Lucy grimaced, her lipstick smeared over a festering herpes sore, and she sat down, loudly typing away on her computer. Peck. Peck. Peck.
I went back to concentrating on the phone. Where was I? Oh yeah, of course. "Six. Okay. Bloody six. How many times should I press it? Why can't IT fix this phone system?"
I heard a click and some static on the other end of the phone. Either the connection had dropped, or the system was kicking over to the answering service. I pinned the receiver in the crook of my neck, and I picked up the photograph of Alice off my desk. Using bent paper clips that I had mangled specifically for this purpose and some tacks, I hooked Alice overtop of the mountainscape.
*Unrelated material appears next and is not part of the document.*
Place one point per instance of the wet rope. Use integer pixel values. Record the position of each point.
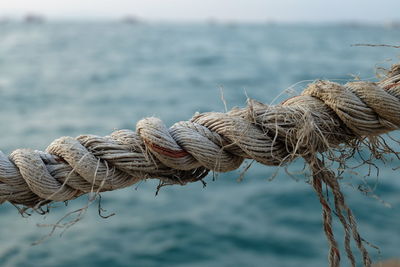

The picture of Alice was the only thing I had left of my life before the Nakara Corporation. I don't even really know how I came to have the picture. One day it appeared on my desk. I didn't ask any questions. Alice was about seven years old in the photograph, and she wore pigtails and a flowered dress that my mother had made for her. She was all long arms and tanned skinny legs and a crooked smile. My little sister, Alice.
I heard a click on the phone. "Message one." An androgynous, robotic sounding voice began to speak: "This is not a test. There has been an NLED breech."
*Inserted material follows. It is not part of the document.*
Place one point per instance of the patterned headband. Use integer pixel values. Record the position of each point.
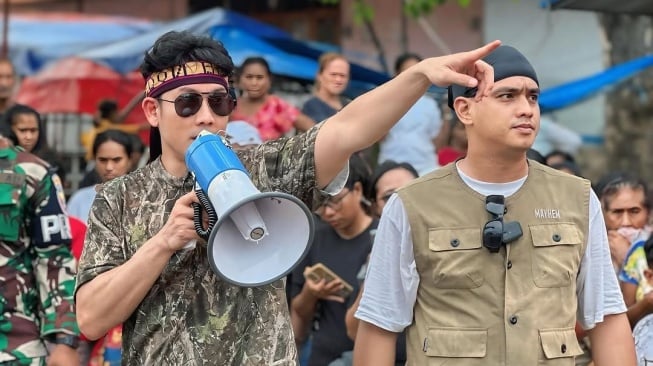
(194, 72)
Unbelievable. Zombies. Can this day get any worse? I wondered.
If Hell is other people, then the other people are certainly our corporate coworkers.
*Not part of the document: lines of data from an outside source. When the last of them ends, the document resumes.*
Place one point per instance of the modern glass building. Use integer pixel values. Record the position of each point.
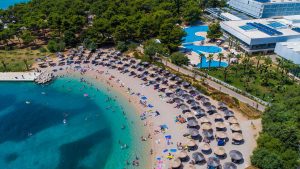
(260, 35)
(266, 8)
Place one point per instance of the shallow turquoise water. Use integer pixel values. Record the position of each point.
(34, 135)
(6, 3)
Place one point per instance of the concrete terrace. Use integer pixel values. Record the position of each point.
(18, 76)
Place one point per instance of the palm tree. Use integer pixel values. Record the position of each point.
(268, 62)
(229, 56)
(258, 58)
(220, 57)
(237, 45)
(26, 64)
(279, 64)
(238, 57)
(225, 74)
(210, 58)
(201, 55)
(4, 65)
Karen Floyd is living out this workplace version of Hell: she's employed at a communications company in the fiery depths, filled with absurd acronyms, even absurder motivational posters, and zombie outbreaks. But all of a sudden, things finally start to go Karen's way--turns out, she's up for an important promotion.
In the brilliantly kooky world of Matthew Fries' The Sick Box, Karen's new job is related to the box mentioned in the title. A sick box is the collection of items that Catholic priests use to deliver last rites to the dying. Karen's sick box has ended up in the hands of the Matthews' family--husband Ben, wife Dana, and daughter Mallory--and Karen finds out that she's intimately connected to the family by an important prophecy. Karen must possess Mallory in order to fulfill her destiny for Satan (who is, of course, a giant woman). In exchange, Karen will get a chance to start over, but she better not screw things up.
The narrative also closely follows Ben, who's trying to figure out what he believes about his daughter's condition. His wife, Dana, is convinced that Mallory is possessed, but Ben thinks that theory is pure foolishness. No matter what's going on with Mallory, Ben and Dana will have to address her condition before their marriage falls apart completely.
The Sick Box is a laugh-out-loud hysterical farce that pokes fun at everything from The Exorcist to fake self-help advice columnists to Reiki practitioners. Fries expertly skewers contemporary capitalist culture and society, calling attention to the zaniness of the world he's created with effortless confidence. Overall, The Sick Box is a pitch perfect black comedy that concludes with a hilarious inversion of one of Satan's lines from Milton's Paradise Lost: Better to live simply on Earth than serve in Hell. Or, is it?